Aufbrausend, arrogant, extrovertiert, respektlos, aggressiv und beleidigend – zutreffende Charaktereigenschaften von Chris, Dan, Mario und Marc – einer Clique, die in der Uni als die harten, starken Jungs bekannt sind.
Chris ist ein Alphatier, ein Gewinner und ein Kämpfer. Sein Äußeres kommt bei den Frauen an, seine Kumpels verehren ihn. Die Basketball Mannschaft ist unter der Führung von Chris und ganz nach dem Motto „Niemals Schwäche zeigen, niemals aufgeben!“ äußerst zielstrebig und ehrgeizig.
Das stereotypische Männerbild
All das und noch weitaus mehr steckt hinter dem von der Gesellschaft kreierten Bild von “typischer Männlichkeit”. Männer zeigen keine Schwäche, Gefühle sind was für Mädchen und um Hilfe bitten geht ja schon mal gleich gar nicht. Gesundheit ist zweitrangig, an erster Stelle müssen immer Erfolg und Selbstbewusstsein stehen.

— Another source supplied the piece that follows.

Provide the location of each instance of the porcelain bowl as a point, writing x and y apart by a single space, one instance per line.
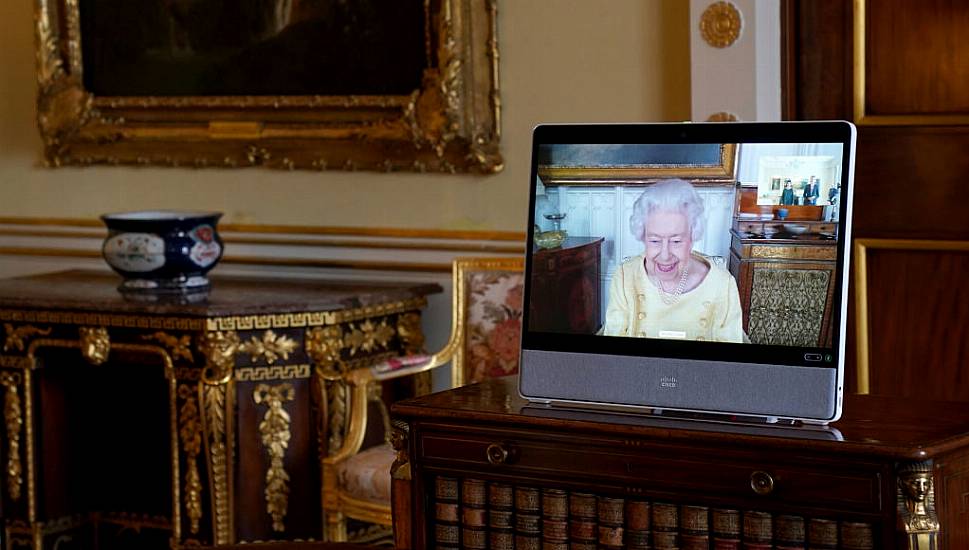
162 250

Klingt alles sehr negativ? Ja, definitiv. Aber genau das ist leider die Realität vieler Männer und Personen, die sich als männlich identifizieren. Von klein an hören wir alle Sätze wie “Jungs weinen nicht” oder “Sei ein Mann”. Sätze, die viele Jahrzehnte lang von Eltern so dahingesagt wurden ohne, dass sie sich der Konsequenzen bewusst gewesen wären. Das Resultat daraus? Toxic Masculinity.
Was ist überhaupt Toxic Masculinity…
Toxic Masculinity – ein Begriff, der vielen sicherlich in den letzten Monaten und Jahren schon einmal begegnet ist. Doch was genau ist das jetzt eigentlich und vor allem – warum ist Toxische Maskulinität so problematisch?

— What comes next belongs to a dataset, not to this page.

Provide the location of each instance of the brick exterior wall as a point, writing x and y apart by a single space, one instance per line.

Unter Toxic Masculinity versteht man die Schattenseiten des gesellschaftlichen Verständnisses von Männlichkeit. Also eben all jene tief verwurzelten Ausdrücke und Vorstellungen, die darauf abzielen, Männern und Jungen zu vermitteln, dass es bestimmte Charaktereigenschaften gebe, ohne die sie nicht als männlich wahrgenommen würden. Solche Charaktereigenschaften beinhalten zum Beispiel, dass Männer sowohl körperlich als auch mental stark und unabhängig sein müssten, denn alles, was mit Emotionen, Fehlern oder Problemen zu hat, seien Eigenschaften für Frauen – und damit Zeichen der Schwäche.

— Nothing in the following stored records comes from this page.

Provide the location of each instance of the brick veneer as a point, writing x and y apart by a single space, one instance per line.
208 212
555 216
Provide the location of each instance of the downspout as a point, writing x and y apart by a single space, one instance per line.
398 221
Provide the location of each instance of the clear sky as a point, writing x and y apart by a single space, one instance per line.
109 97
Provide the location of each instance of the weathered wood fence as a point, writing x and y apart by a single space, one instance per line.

…und warum ist es so gefährlich?
Auch wenn all dies bereits ziemlich problematisch klingt – die Folgen für die betroffenen Männer (und das sind auf die ein oder andere Weise so ziemlich alle) sind noch tiefgreifender, als es auf den ersten Blick scheint. Es lässt sich unschwer erahnen, dass diese von der Gesellschaft und von anderen Männern vermittelten Verhaltensweisen sich sehr schädlich auf das Selbstbild von heranwachsenden Jungen auswirken. Dass es Männern und Personen, die sich als männlich identifizieren, schwer fällt, aus diesen seit der Kindheit antrainierten Mustern auszubrechen, muss wohl gar nicht erwähnt werden. Im Gegenteil – vermutlich würden sich mehr Menschen wundern, wenn ein Mann um Hilfe bittet oder offen über seine Gefühle spricht, als wenn er sich im Versuch, alles allein zu schaffen, überanstrengt oder gar verletzt oder angestaute Emotionen in Form von Wut und Aggression äußert. Solche gesellschaftlichen Strukturen sind zweifelsfrei extrem schädlich für alle, die sich davon angesprochen und unter Druck gesetzt fühlen. Doch wie krass die Auswirkungen tatsächlich sind? Drei Viertel der jährlichen Suizide werden von Männern begangen. Männer gehen wesentlich seltener zum Arzt. Essen deutlich weniger Obst und Gemüse. Weitaus weniger Männer werden mit psychischen Problemen diagnostiziert – weil sie einfach viel seltener psychologische Beratung aufsuchen. Toxische Männlichkeit schadet also sowohl auf einer mentalen als auch auf einer körperlichen Ebene und kann zu ernsten gesundheitlichen Problemen führen.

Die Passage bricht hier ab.